The cello’s great opening theme would seem leisurely if it were not for the piano’s agitated chords underneath it – the effect is like a great liner sweeping through choppy seas. The piano’s figurations become flying arpeggios as the theme is repeated. Then the music relaxes into a song-like second melody, with the piano still murmuring below. The middle section of the movement is dominated by this second theme, at times woven into counterpoint, at others building to climaxes. The return to the opening theme is particularly beautiful, with the cello’s melody joined by a haunting descending line in the violin (a new thought which Mendelssohn will develop further in the slow movement). The brilliance of the piano-writing reaches a climax in the final pages of the movement, which Mendelssohn marks ‘assai animato’.
The second movement is a lovely ‘Song without Words’ led by the piano, with each half repeated by the strings. Then, with a simple touch from major to minor, the piano launches into one of the most beautiful moments in the whole trio. This is the descending line which the violin played at the return of the opening theme in the first movement. Here it develops into an impassioned dialogue, and then subsides back to the opening song which is now elaborated delicately by the piano.
It is difficult to imagine that even the great Mendelssohn, playing on the light pianos of his day, could have performed the scherzo at his metronome marking – though the Italian instruction is merely ‘light and lively’. This movement is one of Mendelssohn’s most exuberant and delightful inspirations, with the opening motif constantly thrown from instrument to instrument, as if the fairies of A Midsummer Night’s Dream are at play. There are dark moments, and in the middle a suggestion of another song trying to break through. But in the end the lightness predominates, and the music vanishes into the sky as effortlessly as it arrived.

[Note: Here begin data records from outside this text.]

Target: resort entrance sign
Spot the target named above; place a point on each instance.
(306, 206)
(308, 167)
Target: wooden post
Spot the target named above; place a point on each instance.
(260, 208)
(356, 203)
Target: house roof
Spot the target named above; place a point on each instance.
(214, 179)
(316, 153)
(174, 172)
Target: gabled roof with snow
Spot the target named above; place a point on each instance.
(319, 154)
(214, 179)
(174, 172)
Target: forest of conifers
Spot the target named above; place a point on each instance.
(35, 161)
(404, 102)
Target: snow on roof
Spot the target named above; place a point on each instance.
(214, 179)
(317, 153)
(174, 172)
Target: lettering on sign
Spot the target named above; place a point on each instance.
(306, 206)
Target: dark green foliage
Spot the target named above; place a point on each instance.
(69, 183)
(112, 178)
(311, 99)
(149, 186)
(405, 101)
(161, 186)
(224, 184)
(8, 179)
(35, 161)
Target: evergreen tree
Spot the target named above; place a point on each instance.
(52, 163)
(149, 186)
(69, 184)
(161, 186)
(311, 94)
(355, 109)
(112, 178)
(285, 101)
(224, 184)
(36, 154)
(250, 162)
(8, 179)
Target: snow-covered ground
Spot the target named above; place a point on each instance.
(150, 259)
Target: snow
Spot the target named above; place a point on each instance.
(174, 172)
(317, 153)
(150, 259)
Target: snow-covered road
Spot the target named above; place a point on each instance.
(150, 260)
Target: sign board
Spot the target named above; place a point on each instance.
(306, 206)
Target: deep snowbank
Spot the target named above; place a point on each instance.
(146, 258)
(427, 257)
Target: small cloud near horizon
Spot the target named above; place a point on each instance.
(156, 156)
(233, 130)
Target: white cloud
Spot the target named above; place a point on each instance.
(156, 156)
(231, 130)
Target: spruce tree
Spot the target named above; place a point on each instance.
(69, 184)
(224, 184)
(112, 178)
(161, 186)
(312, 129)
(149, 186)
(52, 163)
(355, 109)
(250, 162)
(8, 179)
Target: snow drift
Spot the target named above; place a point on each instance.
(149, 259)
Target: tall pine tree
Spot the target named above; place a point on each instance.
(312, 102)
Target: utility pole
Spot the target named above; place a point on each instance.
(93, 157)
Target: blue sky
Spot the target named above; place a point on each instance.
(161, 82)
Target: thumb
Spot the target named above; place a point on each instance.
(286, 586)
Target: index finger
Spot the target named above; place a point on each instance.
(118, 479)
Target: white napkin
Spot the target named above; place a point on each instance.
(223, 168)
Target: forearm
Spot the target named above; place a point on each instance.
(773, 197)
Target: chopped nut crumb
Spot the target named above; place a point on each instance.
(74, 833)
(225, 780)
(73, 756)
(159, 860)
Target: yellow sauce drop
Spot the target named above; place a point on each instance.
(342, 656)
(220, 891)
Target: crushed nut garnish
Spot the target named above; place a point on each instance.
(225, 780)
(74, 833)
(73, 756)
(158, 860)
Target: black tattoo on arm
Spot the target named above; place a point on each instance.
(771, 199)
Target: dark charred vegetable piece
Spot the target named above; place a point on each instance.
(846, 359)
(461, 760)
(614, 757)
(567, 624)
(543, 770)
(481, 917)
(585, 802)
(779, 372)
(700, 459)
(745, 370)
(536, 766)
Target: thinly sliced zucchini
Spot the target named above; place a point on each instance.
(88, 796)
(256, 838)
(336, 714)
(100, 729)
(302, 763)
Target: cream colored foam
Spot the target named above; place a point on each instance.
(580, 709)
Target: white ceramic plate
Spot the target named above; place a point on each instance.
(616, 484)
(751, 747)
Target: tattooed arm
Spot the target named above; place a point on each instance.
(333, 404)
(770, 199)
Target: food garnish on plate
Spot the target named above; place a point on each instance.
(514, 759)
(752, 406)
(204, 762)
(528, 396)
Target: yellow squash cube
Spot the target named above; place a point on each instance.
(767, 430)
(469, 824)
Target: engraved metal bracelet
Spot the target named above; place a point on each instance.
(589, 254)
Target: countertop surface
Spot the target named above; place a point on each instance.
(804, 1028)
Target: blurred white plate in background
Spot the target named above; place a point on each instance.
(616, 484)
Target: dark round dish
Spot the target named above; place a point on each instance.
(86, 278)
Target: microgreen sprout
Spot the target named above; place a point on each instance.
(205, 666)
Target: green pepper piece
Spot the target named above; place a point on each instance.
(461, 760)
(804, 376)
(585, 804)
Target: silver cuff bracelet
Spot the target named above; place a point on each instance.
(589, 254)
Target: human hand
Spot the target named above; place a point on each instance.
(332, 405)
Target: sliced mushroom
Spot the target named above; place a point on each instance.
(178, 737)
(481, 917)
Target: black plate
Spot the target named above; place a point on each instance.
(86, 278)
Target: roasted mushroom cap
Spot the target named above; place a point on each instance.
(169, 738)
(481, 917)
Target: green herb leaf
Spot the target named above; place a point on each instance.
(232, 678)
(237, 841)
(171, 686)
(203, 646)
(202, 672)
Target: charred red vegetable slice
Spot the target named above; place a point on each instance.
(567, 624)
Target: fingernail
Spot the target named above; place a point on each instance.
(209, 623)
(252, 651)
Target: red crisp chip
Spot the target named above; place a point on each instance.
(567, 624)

The finale is to be played ‘passionately’, but it starts with a quiet, four-square theme that at first seems very down-to-earth after the scherzo. As in the first movement, it is the brilliance of the piano-writing that lifts it off the ground and drives it forward. We seem set for a movement full of virtuosity and dash. But unexpectedly the cello launches into another of Mendelssohn’s sweeping melodies. After a time the opening returns, hesitantly at first, but then developing into another passage full of cascading piano-writing. It seems as if the end is approaching, but the singing cello theme breaks through again, leading to a final climax which brings together the virtuoso and lyrical elements of the movement.